We are fully immersed in the digital age of healthcare, where Artificial Intelligence (AI) is beginning to impact the industry. A recent survey on AI in health care reveals that proper implementation of AI remains a priority for many industry executives, given its potential contribution to automating workflows, achieving health equity, improving patient care and gaining tangible cost savings.
The implementation of AI in healthcare will take many years, thus, there are still areas of the industry that have significant opportunities to be realized through automation. One of these areas is clinical data management. The standard process of manually mining clinical data is extremely time-intensive for clinical experts, who are already working against years’ worth of backlogs due to the ongoing health care labor shortage. This also has implications for the quality of the clinical data, as the farther it’s removed from the patient interaction, the less relevant it becomes for medical research.
The integration of AI into our existing technology, however, may serve as a solution: this enhanced technology can augment clinical experts’ capabilities, ultimately improving efficiency and data integrity.
The role of artificial intelligence in clinical data management Today, there is a great deal of rich clinical information that could be used to inform medical decisions trapped in large pools of unstructured data. For example, doctor’s notes must be extracted and interpreted to capture the valuable insights that can be used to advance precision medicine, support regulatory decision making and understand real-world outcomes of certain therapies. To be used in these real world data applications, which also serves as a source of revenue for hospitals, this valuable clinical information requires a copious amount of time for clinicians to uncover without automation.
This inefficiency is precisely where AI can help.
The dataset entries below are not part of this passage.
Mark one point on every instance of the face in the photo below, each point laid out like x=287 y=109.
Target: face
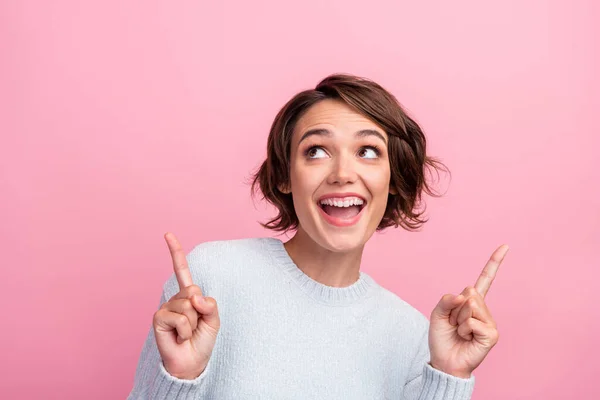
x=339 y=175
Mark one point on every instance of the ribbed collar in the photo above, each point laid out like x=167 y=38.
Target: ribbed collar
x=335 y=296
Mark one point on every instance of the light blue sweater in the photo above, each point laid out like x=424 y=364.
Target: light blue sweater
x=285 y=336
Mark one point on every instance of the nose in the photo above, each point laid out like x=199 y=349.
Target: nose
x=343 y=171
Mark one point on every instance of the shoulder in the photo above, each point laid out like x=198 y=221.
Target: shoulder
x=401 y=312
x=214 y=263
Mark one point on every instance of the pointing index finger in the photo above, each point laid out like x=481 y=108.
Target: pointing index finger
x=180 y=266
x=489 y=271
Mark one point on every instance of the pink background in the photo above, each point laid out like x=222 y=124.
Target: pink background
x=123 y=120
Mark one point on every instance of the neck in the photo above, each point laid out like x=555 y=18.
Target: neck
x=337 y=269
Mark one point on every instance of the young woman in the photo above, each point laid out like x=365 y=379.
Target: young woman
x=299 y=320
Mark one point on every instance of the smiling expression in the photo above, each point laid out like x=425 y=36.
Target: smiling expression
x=339 y=175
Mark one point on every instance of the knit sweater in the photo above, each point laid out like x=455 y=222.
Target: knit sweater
x=284 y=335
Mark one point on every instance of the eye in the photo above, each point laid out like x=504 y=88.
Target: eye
x=369 y=152
x=316 y=152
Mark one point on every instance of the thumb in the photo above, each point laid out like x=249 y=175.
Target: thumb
x=207 y=308
x=445 y=306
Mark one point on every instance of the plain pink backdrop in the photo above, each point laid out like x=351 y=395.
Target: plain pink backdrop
x=123 y=120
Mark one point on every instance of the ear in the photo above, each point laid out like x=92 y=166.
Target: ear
x=284 y=188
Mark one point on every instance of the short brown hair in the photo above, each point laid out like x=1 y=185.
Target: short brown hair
x=406 y=148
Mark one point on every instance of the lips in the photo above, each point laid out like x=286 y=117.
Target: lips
x=341 y=209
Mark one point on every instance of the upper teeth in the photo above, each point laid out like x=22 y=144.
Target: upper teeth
x=342 y=202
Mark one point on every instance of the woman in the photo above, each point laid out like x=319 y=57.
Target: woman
x=298 y=320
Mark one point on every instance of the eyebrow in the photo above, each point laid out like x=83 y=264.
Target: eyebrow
x=325 y=132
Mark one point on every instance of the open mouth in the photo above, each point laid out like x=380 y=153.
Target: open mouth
x=342 y=208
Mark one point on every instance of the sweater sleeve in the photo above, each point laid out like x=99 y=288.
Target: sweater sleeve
x=427 y=383
x=152 y=381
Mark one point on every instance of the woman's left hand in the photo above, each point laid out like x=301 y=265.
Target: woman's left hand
x=462 y=331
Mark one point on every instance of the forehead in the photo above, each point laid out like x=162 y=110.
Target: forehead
x=336 y=115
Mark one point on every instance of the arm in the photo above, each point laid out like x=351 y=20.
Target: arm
x=152 y=381
x=427 y=383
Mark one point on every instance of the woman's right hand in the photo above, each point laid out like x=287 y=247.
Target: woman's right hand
x=186 y=326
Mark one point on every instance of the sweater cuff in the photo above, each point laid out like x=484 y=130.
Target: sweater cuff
x=438 y=385
x=167 y=386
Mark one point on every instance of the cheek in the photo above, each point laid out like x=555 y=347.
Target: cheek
x=378 y=182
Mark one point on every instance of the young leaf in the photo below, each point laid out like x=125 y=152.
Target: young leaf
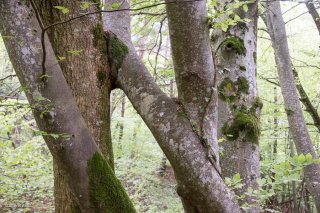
x=64 y=10
x=115 y=5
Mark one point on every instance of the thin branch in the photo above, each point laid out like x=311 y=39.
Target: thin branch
x=9 y=76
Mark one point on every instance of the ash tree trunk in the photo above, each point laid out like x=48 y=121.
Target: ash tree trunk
x=276 y=29
x=184 y=129
x=234 y=53
x=88 y=175
x=87 y=76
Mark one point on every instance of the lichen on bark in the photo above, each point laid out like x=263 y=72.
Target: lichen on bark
x=230 y=91
x=245 y=121
x=117 y=50
x=106 y=193
x=234 y=43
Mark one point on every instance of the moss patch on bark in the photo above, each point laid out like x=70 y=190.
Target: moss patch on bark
x=117 y=50
x=106 y=192
x=246 y=122
x=230 y=91
x=235 y=43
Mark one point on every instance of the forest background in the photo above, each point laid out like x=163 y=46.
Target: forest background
x=26 y=177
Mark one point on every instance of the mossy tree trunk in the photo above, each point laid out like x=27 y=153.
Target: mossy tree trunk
x=87 y=75
x=89 y=176
x=238 y=104
x=298 y=128
x=184 y=129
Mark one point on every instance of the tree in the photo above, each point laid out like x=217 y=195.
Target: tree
x=238 y=105
x=314 y=13
x=86 y=73
x=88 y=174
x=185 y=129
x=276 y=29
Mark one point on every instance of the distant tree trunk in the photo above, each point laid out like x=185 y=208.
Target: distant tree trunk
x=298 y=128
x=314 y=13
x=90 y=178
x=86 y=74
x=239 y=105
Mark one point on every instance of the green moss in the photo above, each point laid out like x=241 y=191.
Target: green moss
x=98 y=39
x=236 y=44
x=101 y=76
x=289 y=111
x=117 y=50
x=246 y=122
x=227 y=90
x=230 y=91
x=257 y=103
x=243 y=68
x=106 y=192
x=243 y=85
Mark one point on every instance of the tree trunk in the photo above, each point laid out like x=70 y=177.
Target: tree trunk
x=298 y=128
x=314 y=13
x=92 y=181
x=239 y=105
x=86 y=74
x=202 y=189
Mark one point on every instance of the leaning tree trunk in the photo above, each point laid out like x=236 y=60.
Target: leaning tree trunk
x=184 y=131
x=86 y=74
x=314 y=13
x=276 y=29
x=87 y=173
x=234 y=53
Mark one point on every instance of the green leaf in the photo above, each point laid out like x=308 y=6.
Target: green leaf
x=61 y=58
x=308 y=157
x=301 y=158
x=115 y=5
x=245 y=8
x=75 y=52
x=86 y=5
x=64 y=10
x=236 y=177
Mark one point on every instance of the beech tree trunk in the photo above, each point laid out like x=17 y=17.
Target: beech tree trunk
x=276 y=29
x=89 y=176
x=239 y=105
x=86 y=74
x=176 y=125
x=314 y=13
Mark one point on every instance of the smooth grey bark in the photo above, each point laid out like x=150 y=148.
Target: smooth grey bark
x=276 y=29
x=235 y=61
x=87 y=75
x=199 y=184
x=314 y=13
x=56 y=112
x=305 y=100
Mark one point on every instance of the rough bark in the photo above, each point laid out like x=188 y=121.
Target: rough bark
x=314 y=13
x=199 y=184
x=305 y=100
x=89 y=176
x=238 y=105
x=87 y=75
x=298 y=128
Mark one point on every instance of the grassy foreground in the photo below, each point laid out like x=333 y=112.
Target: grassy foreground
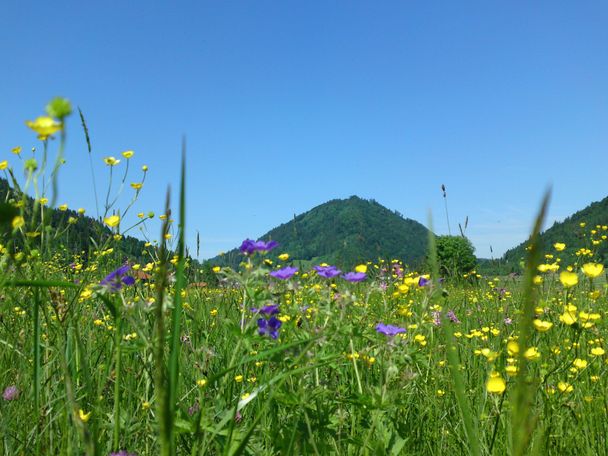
x=99 y=358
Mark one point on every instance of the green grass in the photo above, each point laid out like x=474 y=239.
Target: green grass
x=160 y=367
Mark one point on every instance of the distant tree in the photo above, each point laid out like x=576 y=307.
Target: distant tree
x=455 y=255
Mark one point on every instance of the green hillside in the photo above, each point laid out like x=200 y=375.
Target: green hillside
x=572 y=234
x=76 y=238
x=345 y=232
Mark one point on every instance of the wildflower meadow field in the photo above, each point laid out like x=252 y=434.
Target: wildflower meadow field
x=107 y=353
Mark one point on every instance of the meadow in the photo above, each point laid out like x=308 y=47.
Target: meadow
x=102 y=356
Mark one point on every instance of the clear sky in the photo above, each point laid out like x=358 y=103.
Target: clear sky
x=288 y=104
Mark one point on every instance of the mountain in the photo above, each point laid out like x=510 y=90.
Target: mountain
x=572 y=234
x=78 y=237
x=345 y=232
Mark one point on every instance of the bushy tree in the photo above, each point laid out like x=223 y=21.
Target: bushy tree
x=455 y=255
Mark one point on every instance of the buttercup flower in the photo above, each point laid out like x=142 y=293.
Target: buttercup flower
x=111 y=161
x=593 y=270
x=112 y=221
x=285 y=273
x=44 y=126
x=496 y=384
x=568 y=279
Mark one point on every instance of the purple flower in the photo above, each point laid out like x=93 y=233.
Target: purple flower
x=249 y=246
x=272 y=309
x=452 y=316
x=355 y=276
x=285 y=273
x=269 y=327
x=194 y=408
x=422 y=281
x=436 y=318
x=329 y=272
x=115 y=279
x=389 y=330
x=10 y=393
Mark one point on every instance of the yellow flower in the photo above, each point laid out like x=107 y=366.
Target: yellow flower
x=542 y=326
x=111 y=161
x=579 y=363
x=512 y=348
x=568 y=279
x=45 y=126
x=593 y=270
x=532 y=354
x=496 y=384
x=568 y=318
x=565 y=387
x=403 y=288
x=361 y=268
x=559 y=246
x=112 y=221
x=84 y=417
x=18 y=222
x=597 y=351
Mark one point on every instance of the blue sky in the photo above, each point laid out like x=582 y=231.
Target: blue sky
x=288 y=104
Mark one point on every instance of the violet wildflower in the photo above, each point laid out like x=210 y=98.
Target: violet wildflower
x=423 y=281
x=249 y=246
x=354 y=276
x=452 y=316
x=269 y=327
x=11 y=393
x=436 y=318
x=271 y=309
x=285 y=273
x=194 y=408
x=389 y=330
x=117 y=278
x=328 y=272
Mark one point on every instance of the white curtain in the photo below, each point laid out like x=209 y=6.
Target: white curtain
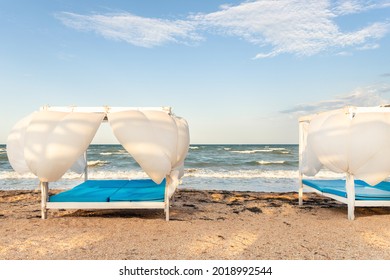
x=353 y=143
x=51 y=142
x=150 y=137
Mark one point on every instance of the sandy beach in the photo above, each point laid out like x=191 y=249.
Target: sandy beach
x=204 y=225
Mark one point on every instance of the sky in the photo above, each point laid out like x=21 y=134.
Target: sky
x=239 y=72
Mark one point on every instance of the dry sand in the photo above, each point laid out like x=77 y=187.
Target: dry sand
x=205 y=225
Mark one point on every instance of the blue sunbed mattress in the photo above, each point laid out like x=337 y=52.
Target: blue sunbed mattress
x=113 y=190
x=363 y=191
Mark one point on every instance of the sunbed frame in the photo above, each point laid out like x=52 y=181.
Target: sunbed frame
x=350 y=198
x=44 y=186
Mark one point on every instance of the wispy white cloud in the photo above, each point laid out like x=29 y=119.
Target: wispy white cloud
x=139 y=31
x=298 y=27
x=365 y=96
x=345 y=7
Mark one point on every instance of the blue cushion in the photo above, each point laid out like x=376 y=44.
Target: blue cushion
x=363 y=191
x=113 y=190
x=140 y=190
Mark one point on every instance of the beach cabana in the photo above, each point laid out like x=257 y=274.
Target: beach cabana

AI can assist clinical data experts in identifying recurring themes and trends through topic modeling and natural language processing, greatly reducing the amount of work that the experts must do themselves. This tool allows individuals working through the data to use their expertise as an auditor versus the abstractor. Thanks to a more streamlined process, clinical experts can spend their time more efficiently, interrogating only the data the AI has flagged as important information.
As a result, AI is poised to serve as an invaluable tool that can drive deep exploration of data to unearth patterns and trends that comprise true health care intelligence.